Position von Elisabeth Winkelmeier-Becker: Lehne ab
Diesel-PKW müssen für den uneingeschränkten Gebrauch nachgerüstet werden. Ich sehe die Autobauer in der Pflicht, dies für die Kunden kostenlos sicherzustellen.
Die Politik soll festlegen, wie viele Flüchtlinge Deutschland jedes Jahr aufnimmt.
Position von Elisabeth Winkelmeier-Becker: Lehne ab
Humanitäre Nothilfe lässt sich nicht abstrakt beziffern. Zudem müssen wir mehr für die Bekämpfung der Fluchtursachen tun. Identität und Flüchtlingsstatus müssen vor Einreise festgestellt werden.
Massentierhaltung muss reduziert werden, auch wenn das höhere Fleischpreise bedeutet.
Position von Elisabeth Winkelmeier-Becker: Neutral
Ich halte mehr Tierschutz für erforderlich, auch wenn das höhere Preise bedeutet. Die Anzahl der Tiere eines Betriebes ist allerdings nicht das entscheidende Kriterium, sondern die Art der Haltung, Qualität des Futters, Sauberkeit, Platz pro Tier oder Auslauf etc.
Zur Vermeidung von Altersarmut müssen die Renten deutlich erhöht werden.
Position von Elisabeth Winkelmeier-Becker: Neutral
Aktuell profitieren auch Rentner von der guten Wirtschaftslage, hoher Beschäftigung, Lohnsteigerungen und von Leistungsverbesserungen. Nur 3% ü65 beziehen Grundsicherung im Alter. Für die Zeit nach 2030 soll eine Kommission sachliche Vorschläge erarbeiten.
Vermieter sollen ohne eine staatliche Mietpreisbremse entscheiden können, wie viel Miete sie verlangen.

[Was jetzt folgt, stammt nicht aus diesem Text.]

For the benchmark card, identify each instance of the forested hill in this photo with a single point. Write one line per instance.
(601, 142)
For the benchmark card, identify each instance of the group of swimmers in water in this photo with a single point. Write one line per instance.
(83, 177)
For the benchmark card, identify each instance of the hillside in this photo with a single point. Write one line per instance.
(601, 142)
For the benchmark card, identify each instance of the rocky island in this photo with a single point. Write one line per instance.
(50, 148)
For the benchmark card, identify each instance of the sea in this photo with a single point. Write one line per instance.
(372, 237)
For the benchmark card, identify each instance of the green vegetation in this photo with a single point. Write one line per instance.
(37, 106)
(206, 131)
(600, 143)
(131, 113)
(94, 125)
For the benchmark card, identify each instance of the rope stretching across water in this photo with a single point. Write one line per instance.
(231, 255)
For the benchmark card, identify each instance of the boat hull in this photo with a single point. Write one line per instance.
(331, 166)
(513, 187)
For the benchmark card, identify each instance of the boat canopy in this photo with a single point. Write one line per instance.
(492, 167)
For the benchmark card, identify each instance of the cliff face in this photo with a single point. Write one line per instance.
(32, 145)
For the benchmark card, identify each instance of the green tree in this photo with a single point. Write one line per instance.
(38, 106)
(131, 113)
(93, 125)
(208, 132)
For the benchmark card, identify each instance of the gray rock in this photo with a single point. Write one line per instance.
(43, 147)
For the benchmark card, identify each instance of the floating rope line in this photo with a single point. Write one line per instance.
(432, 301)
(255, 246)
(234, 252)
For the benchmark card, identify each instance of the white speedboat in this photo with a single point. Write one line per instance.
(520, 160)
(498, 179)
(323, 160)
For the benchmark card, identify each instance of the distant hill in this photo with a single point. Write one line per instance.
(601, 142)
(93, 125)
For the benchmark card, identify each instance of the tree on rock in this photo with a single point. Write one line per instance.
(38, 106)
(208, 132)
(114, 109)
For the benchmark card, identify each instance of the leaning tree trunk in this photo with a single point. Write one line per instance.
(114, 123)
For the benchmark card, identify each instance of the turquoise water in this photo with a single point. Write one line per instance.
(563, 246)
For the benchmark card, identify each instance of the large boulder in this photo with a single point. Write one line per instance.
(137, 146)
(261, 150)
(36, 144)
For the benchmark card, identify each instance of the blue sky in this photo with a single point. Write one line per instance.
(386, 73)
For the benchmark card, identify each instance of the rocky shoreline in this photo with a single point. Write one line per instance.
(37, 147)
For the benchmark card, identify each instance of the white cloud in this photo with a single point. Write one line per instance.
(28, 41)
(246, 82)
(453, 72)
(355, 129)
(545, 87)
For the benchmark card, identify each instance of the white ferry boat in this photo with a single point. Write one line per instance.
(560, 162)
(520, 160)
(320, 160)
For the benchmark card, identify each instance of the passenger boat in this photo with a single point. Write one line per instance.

Position von Elisabeth Winkelmeier-Becker: Neutral
Praktikabilität und Wirkung der Mietpreisbremse sollten evaluiert werden. Dabei muss auch analysiert werden, ob die Länder und Kommunen die Zeit wie gesetzlich vorgesehen für gezielte Verbesserungen des Wohnungsmarktes genutzt haben. Mehr Wohnungen sind der beste Schutz vor zu hohen Mietforderungen.
Es muss ein verbindliches Lobbyregister geben, in dem u.a. Kontakte zwischen Interessenvertretern und Politikern veröffentlicht werden.
Position von Elisabeth Winkelmeier-Becker: Lehne ab
Hier verweise ich auf meine Antwort an Herrn Till Seyer vom 22. April 2017 in diesem Forum (https://www.abgeordnetenwatch.de/profile/elisabeth-winkelmeier-becker/question/2017-04-22/276701).
Ein vollständiges Verbot von Gentechnik in der Landwirtschaft darf es nicht geben.
Position von Elisabeth Winkelmeier-Becker: Stimme zu
Die Deutschen lehnen grüne Gentechnik mehrheitlich ab. Dem wollen wir mit der Umsetzung des nationalen Anbauverbotes Rechnung tragen. Forschungsanbau muss möglich bleiben. Wir brauchen mit Blick auf die weltweite Nutzung der Gentechnik Kompetenzen für eine eigene Bewertung von Chancen und Risiken.
Auf Autobahnen soll es ein flächendeckendes Tempolimit von 130 km/h geben.
Position von Elisabeth Winkelmeier-Becker: Lehne ab
In NRW soll in Zukunft mit einem Navigationsunternehmen kooperiert werden, um ein intelligentes Verkehrsregulierungssystem mit Blick auf Staus und Abgase umzusetzen. Das ist m.E. der bessere Ansatz.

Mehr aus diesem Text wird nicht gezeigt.